You might want to also set this on an individual file for an article if it has been imported from somewhere else. For example, when importing articles from another CMS, set a daizu:url value on each article containing it's old URL (if Daizu would otherwise give it a different one). You might then remove the property and republish the articles to get Daizu's default URLs, so that it generates redirects to keep the old ones working.

The value must be an absolute URL. Only URLs using the http scheme have been tested so far, but in principle other hierarchical schemes like ftp should work too.

dc:description

A short description of the article, typically a sentence or paragraph of text. This will be displayed under the title on the pages published for articles (at least by the default templates), and can also appear in blog feeds if they're not configured to use the actual content of the article. If you don't have a meaningful value to put here then it's probably best to leave it unset. Normally it's not a good idea to set it to the same value as the title.

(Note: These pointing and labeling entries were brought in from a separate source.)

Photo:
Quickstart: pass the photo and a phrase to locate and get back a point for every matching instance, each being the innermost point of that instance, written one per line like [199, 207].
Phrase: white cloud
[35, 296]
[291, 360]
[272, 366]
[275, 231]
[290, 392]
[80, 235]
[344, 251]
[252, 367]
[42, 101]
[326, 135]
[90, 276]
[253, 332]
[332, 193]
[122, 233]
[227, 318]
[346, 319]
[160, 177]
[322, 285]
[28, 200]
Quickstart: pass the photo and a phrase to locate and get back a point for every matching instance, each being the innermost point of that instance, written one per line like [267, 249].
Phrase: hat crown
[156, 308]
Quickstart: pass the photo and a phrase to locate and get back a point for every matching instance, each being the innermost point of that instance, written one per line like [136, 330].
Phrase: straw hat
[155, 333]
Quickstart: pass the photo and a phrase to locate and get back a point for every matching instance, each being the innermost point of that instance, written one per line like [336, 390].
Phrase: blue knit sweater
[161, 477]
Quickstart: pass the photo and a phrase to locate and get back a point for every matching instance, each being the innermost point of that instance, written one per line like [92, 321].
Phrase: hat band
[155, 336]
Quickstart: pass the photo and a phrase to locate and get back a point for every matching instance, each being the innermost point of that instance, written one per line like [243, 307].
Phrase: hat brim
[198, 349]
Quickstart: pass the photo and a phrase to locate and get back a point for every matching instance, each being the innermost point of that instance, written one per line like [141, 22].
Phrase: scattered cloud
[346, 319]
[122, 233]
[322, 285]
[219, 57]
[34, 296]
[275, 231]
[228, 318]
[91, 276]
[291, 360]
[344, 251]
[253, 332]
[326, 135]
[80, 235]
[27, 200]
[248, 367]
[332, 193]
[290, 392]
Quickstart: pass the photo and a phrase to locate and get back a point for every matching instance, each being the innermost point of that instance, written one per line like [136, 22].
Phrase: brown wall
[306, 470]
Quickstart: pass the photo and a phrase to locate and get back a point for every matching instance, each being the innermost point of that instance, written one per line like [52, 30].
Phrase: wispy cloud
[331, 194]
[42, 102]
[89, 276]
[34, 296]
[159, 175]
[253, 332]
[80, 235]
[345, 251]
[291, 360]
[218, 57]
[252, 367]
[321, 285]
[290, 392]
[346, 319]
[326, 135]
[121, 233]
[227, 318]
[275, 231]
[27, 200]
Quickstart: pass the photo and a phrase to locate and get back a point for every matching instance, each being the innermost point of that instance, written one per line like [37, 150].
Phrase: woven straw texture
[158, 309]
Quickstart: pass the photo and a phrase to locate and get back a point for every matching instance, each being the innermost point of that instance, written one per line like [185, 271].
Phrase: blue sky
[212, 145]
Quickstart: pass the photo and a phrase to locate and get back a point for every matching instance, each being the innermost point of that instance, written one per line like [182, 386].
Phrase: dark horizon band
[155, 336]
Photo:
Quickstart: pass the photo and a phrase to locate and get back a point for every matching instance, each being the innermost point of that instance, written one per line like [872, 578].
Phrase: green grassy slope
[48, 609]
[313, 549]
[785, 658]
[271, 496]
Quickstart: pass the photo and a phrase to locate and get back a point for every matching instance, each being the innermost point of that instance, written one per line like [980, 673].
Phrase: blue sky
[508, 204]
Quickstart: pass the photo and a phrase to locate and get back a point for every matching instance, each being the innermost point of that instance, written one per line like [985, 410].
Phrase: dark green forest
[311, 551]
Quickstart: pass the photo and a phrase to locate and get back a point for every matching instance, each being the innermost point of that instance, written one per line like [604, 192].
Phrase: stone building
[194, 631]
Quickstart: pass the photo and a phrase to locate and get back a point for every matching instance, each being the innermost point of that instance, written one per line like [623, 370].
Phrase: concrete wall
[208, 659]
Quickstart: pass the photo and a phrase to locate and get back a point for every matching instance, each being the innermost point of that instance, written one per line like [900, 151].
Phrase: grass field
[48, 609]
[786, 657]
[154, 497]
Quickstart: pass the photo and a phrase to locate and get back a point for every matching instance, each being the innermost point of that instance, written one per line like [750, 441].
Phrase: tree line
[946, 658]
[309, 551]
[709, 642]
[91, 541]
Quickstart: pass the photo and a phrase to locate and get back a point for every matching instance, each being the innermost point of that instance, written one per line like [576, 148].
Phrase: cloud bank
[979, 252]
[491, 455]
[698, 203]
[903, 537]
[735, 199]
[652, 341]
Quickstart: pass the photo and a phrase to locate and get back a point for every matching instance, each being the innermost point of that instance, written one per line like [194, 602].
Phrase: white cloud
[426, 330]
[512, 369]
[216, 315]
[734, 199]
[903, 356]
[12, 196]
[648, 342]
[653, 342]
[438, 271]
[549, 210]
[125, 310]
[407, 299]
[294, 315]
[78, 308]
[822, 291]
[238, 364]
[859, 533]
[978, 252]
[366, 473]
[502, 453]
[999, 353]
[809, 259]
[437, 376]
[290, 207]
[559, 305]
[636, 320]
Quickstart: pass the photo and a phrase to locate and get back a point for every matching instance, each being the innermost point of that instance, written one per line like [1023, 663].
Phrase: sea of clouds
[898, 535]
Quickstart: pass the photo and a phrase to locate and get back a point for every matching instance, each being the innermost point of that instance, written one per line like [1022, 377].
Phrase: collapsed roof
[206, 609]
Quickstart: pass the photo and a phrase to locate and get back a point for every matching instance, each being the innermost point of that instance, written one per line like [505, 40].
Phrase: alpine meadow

The value should contain text encoded as UTF-8.

Corresponds to the ‘description’ element in Dublin Core.

dc:title

The title of the content in the file. For an article this will be used as by the templates for the title at the top of the article's web page (or pages).

As well as the titles of articles, this is also used on the top directory of a website or blog to set the title of the whole thing.

The value should contain text encoded as UTF-8.

Corresponds to the ‘title’ element in Dublin Core.

dcterms:issued

The date and time at which a file was issued. This might mean the time it was first published on a website, or the time it was created. If this isn't specified, Daizu will use the time at which the file was first committed. This is likely to be appropriate in most cases.

You might want to set a value for this if you're importing old content into Daizu, or if you want to ‘fake’ the time at which an article was published.

The value should be a date and time in the W3C format. If an invalid value is set, then a warning will be issued when it is examined, and it will be ignored.

Corresponds to the ‘issued’ term in Dublin Core.

dcterms:modified

The date and time at which the file was last meaningfully modified. If this isn't specified, Daizu will use the time at which the most recent change was committed to the file, which is usually appropriate.

You might want to set this if you're importing old content from somewhere else (in which case the time of the commit is not really the time the content was last modified, but rather the time it was imported). You can also use this if you want to override Daizu's idea of what constitutes a ‘meaningful’ revision.

The value should be a date and time in the W3C format. If an invalid value is set, then a warning will be issued when it is examined, and it will be ignored.

Corresponds to the ‘modified’ term in Dublin Core.

svn:mime-type

A MIME media type describing the type of the content in a file. Should not appear on directories. This is already used by Subversion to determine whether a file is textual and hence whether diffs should be provided for it. Daizu uses it to record the type of URLs generated from some files (which will be useful if you want to serve content dynamically), and to determine which article loader plugins should be used to load an article's content.

If an article file doesn't have a svn:mime-type property, Daizu uses text/html as the default. For unprocessed files, the default is application/octet-stream, at least if they are being published in the default way, through the unprocessed_urls_info method of the Daizu::Gen class.

The value should be the name of a MIME type, as defined in RFC 2046. Currently Daizu will have problems with MIME types which include options like the character encoding.